Notebook Assignment #2
Language as a Circulation of Cultural Identity
The language that we speak is a reflection of the nation from which we hail. It allows us to communicate with those who share our nationality, while also demonstrating to foreigners where it is that we come from. However, through a history of global intermingling, the significance of language has expanded beyond these more basic origins. Immigration, colonization, and forced servitude have all contributed to the blurring of lines between peoples, and the sharing of language through these mediums has altered their significance.
Prior to the era of New World exploration, indigenous peoples all throughout the Americas spoke the languages of their individual tribes. Thousands of different languages for thousands of tiny sovereign nations, built on thousands of years of history and culture, completely independent from that of the European nations. Then came Columbus and the Spaniards. Along with the guns, germs, and steel, these militant explorers also brought their language with them. Forcing generations of native peoples under Spanish colonial rule to learn the language of their captors was a show of power and dominance on behalf of the Spanish crown that effectively snuffed out the unique languages of hundreds of native tribes.
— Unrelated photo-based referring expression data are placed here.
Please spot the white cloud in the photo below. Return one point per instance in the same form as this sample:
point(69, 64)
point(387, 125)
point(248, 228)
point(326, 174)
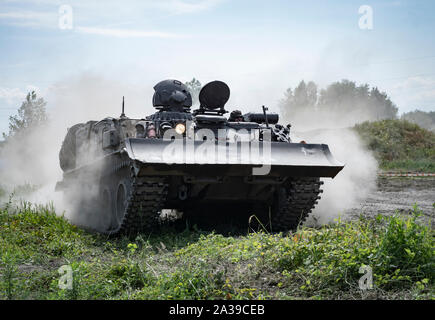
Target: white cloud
point(183, 6)
point(11, 94)
point(415, 92)
point(29, 18)
point(124, 33)
point(16, 95)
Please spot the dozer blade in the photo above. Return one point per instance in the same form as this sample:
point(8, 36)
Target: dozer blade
point(188, 157)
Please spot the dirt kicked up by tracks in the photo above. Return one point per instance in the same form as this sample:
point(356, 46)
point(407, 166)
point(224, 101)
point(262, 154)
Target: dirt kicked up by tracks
point(399, 194)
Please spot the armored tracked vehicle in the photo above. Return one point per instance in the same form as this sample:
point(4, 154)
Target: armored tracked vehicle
point(123, 172)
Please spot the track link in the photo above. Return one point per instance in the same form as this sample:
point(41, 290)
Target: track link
point(294, 202)
point(146, 196)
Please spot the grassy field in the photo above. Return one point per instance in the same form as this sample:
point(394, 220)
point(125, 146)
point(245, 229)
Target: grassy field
point(399, 145)
point(319, 263)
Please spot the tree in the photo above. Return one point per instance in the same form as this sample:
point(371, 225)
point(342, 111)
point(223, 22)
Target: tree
point(423, 119)
point(194, 87)
point(31, 115)
point(302, 99)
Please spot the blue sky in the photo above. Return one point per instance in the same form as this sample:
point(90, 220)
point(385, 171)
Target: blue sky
point(259, 47)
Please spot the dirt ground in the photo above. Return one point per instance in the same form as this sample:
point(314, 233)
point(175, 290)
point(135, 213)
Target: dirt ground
point(399, 194)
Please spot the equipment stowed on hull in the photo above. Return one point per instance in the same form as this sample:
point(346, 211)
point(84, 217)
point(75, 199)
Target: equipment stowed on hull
point(199, 163)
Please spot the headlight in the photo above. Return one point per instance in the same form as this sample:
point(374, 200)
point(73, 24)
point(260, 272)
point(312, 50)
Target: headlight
point(180, 128)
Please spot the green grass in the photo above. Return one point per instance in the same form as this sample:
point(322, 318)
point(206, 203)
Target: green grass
point(399, 145)
point(308, 264)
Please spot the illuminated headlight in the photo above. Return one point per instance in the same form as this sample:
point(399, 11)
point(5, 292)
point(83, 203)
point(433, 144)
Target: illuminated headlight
point(180, 128)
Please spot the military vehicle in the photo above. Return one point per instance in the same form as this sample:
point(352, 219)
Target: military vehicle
point(200, 163)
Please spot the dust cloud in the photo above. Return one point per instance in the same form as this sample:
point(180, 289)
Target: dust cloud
point(357, 179)
point(34, 159)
This replacement of a native language with that of the colonial powers was not unique to Spanish controlled Central and South America. The French imposed their language on modern day Canada, and the British did the same in what became the first American colonies. The Portuguese carved out a large portion of the South American continent that is now Brazil. And nearly every Western power claimed some part of the African continent when the time came.
In fact, even in Europe peoples considered “less civilized” were colonized and oppressed. The British made it illegal to speak the Gaelic language aloud when the Scottish people under their colonial control attempted to reclaim their lands. This oppression of their native language was the beginning of the end of traditional Highlander culture and all recognizable practices of the clans quickly followed.
Today, many native tribes work diligently to revitalize the old cultural practices of their peoples from before the times of colonization, and some tribes have been able to relearn and reclaim at least some of their native languages. But still many more tribes have lost that piece of themselves to history forever.
My mother’s family is Portuguese, but they come from the Azores, a chain of islands that have been under the control of Portugal for centuries. Only a handful of her family members still speak Portuguese, and most of them have such a thick accent, either from the islands or from the Massachusetts communities that they immigrated to, that their words are unrecognizable to mainland Portuguese citizens. My mother’s entire generation of the family learned to speak English first, and most of them are not fluent in Portuguese at all. No one in our family alive today speaks the indigenous language of the Sao Miguel native peoples.
My father’s family is Irish, and not unlike the Scottish Highlands, the regions from which they hail have been under British control for centuries. Every single one of them speaks English and English alone. Gaelic has been completely lost despite our Irish heritage because of the heavy-handed ruling tactics of the British monarchy.
I am Portuguese and Irish, but I am neither fluent in Portuguese nor Gaelic. I speak English because it is the dominant language of the country in which I was born and raised. I also speak some Spanish because it is the second most commonly spoken language in the region where I live. Neither are the languages of my heritage, but they define me all the same.